It’s easy to think that you know what you’re getting yourself in for when you sign up for Fiji Marine. You read the field brief, learn about this or that piece of preparation, look at the pretty pictures of Fiji and get all excited about your trip. Then you get there and you take part in a quick, 45-minute snorkel around Beqa bay and it all suddenly becomes a real trip.

Getting re-used to snorkelling takes some effort (something about the flippers for me, they never seem quite natural), walking down the hill can be a nuisance and deciding to go purely to escape the heat and humidity is a factor. It all means you don’t even think about what you’re going to see when you get beneath the waves.

So once you do, having not considered what you’re going to find, it wakes you up like a gust of cold air.

Some of the fish around the reefs of Beqa bay seemed to have invented the colour blue.

It didn’t even matter that I had no idea which fish was what, what genus they belonged to or whether they were juvenile or adults or where they stood in their ecosystem’s food chain. All that matters is looking and watching and then repeating the looking and watching.

There were probably upwards of 25 species in the space of a half hour snorkel once we had swum to the reef, including a blue star fish that was the size of your average dinner plate. The sheer range of what you can see and the peace and quiet of the environment quickly makes you forget about your lack of experience in snorkelling (don’t mock, it’s more difficult than it looks).

As you’re swimming along, the water is comfortably hot until you swim through the outlet of a small river and get that blast of cold we spoke of. This time though, the blast of cold is as refreshing as anything you can imagine and only serves to cool you down, reinvigorate you and spur you on to look for something else on the reef you haven’t seen yet. It’s intoxicating.

All the blubbering about the sheer beauty of these reefs aside, one other thing is of note about snorkelling. Once you’re there, seeing these creatures and habitats so up close, your mind strangely turns into uber-careful-conservation mode. You become extra careful with your flippers, extra controlled on your breathing in the worry of disturbing anything going about its day below the surface. It becomes clear that diving down and interacting with it all is massively out of the question unless you know exactly what you’re doing. Observing is enough and you are a cautious observer at that, hoping not to dislodge or disrupt anything below. The conservation part of you takes over and controls your fins from then on.
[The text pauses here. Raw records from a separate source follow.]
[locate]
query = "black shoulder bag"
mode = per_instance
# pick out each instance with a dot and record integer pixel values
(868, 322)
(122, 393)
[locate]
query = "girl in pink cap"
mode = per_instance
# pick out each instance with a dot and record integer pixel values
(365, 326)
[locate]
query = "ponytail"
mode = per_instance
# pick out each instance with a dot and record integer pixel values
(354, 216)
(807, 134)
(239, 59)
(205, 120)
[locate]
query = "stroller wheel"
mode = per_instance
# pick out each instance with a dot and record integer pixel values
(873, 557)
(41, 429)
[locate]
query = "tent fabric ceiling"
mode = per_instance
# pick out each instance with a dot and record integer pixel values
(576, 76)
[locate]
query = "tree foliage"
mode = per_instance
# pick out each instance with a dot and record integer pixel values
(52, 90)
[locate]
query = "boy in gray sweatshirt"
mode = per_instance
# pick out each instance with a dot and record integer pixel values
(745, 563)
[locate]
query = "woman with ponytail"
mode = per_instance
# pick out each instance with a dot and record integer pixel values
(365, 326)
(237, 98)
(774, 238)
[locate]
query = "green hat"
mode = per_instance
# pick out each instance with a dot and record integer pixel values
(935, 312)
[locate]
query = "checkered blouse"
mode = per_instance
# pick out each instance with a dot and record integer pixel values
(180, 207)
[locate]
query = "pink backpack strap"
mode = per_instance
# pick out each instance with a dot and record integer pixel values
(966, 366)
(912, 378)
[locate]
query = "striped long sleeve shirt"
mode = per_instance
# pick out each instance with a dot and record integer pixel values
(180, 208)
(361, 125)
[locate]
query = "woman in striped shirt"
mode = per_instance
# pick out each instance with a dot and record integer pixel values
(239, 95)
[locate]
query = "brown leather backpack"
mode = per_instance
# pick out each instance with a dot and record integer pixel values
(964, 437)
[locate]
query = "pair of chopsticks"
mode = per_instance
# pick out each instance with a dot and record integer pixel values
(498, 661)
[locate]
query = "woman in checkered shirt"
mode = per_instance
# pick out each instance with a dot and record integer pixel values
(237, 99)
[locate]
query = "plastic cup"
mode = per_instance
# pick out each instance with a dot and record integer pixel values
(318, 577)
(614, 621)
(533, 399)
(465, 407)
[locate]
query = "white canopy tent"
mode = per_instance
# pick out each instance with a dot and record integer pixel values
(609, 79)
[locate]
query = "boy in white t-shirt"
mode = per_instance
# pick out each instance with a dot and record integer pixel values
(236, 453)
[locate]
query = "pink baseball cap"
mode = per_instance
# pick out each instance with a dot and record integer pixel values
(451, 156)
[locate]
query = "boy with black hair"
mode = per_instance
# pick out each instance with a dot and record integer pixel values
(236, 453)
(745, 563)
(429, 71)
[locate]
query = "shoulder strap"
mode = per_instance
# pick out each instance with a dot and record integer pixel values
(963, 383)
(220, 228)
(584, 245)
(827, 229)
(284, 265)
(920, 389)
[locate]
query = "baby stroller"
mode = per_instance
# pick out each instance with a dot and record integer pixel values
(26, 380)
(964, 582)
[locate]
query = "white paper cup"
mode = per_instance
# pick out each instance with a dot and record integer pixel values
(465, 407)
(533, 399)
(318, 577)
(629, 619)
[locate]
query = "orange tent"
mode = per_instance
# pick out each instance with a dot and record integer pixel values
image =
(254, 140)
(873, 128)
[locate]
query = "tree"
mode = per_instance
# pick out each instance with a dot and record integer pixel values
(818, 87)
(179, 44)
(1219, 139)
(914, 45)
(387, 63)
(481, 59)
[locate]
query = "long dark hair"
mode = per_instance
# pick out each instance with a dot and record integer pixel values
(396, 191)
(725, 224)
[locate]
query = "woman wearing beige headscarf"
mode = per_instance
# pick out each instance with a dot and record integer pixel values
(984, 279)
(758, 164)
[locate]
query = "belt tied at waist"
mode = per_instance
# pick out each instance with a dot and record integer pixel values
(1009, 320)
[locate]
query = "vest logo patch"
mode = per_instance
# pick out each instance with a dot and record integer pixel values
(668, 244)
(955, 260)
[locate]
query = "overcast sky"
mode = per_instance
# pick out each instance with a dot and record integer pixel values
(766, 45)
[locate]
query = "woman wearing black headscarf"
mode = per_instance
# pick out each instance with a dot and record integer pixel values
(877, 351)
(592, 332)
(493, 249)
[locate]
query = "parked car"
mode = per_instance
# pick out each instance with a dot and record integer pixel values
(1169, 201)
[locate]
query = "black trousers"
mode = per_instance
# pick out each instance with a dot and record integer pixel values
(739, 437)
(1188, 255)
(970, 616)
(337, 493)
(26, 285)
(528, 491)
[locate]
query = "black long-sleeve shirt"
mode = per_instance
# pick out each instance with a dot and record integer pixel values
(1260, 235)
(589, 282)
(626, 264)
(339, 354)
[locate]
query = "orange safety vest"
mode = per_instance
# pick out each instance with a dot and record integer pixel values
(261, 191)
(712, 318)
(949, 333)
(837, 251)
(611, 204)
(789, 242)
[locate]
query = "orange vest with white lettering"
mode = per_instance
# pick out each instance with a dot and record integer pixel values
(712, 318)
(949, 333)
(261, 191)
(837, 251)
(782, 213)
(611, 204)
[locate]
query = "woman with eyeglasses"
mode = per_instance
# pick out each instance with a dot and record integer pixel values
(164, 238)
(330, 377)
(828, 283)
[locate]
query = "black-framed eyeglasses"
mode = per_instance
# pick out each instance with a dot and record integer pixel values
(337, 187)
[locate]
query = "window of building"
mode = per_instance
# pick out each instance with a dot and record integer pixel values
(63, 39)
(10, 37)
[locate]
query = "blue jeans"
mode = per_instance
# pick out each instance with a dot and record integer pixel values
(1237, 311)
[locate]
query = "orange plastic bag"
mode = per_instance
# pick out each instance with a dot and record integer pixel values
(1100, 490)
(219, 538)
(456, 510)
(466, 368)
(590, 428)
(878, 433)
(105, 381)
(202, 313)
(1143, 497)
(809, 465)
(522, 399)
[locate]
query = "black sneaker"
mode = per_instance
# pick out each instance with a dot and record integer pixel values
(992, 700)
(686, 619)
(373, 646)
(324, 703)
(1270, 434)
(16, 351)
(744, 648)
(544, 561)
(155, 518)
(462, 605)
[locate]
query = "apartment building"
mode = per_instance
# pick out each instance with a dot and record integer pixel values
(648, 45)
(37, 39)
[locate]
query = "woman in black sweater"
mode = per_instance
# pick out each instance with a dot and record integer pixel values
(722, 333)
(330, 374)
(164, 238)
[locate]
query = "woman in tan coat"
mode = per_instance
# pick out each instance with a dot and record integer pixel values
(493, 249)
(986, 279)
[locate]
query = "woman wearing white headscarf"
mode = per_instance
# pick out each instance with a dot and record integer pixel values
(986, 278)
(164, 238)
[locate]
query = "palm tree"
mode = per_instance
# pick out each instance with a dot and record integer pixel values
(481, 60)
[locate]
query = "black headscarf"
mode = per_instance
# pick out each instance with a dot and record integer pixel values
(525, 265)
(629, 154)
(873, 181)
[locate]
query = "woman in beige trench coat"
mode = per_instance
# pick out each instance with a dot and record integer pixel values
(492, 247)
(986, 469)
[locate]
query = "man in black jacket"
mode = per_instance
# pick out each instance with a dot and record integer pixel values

The summary here is kind of two-fold. Firstly acting as a proof that all the efforts people go to for travelling abroad and seeing the things they want to is worth every second of it. Fiji is just that spectacular to be in, it knows it is and it opens up and shows you all it has in jaw-dropping fashion.

Secondly, bit by bit it teaches you your place in everything. The reef, the currents, the fish, the temperature of the water and the corals let you know that you’re the visitor in their world. As soon as you realise that it becomes a more wholesome experience and begins paving the way for the more delicate work done to look after them.

The last take away is simple; make sure your flippers fit.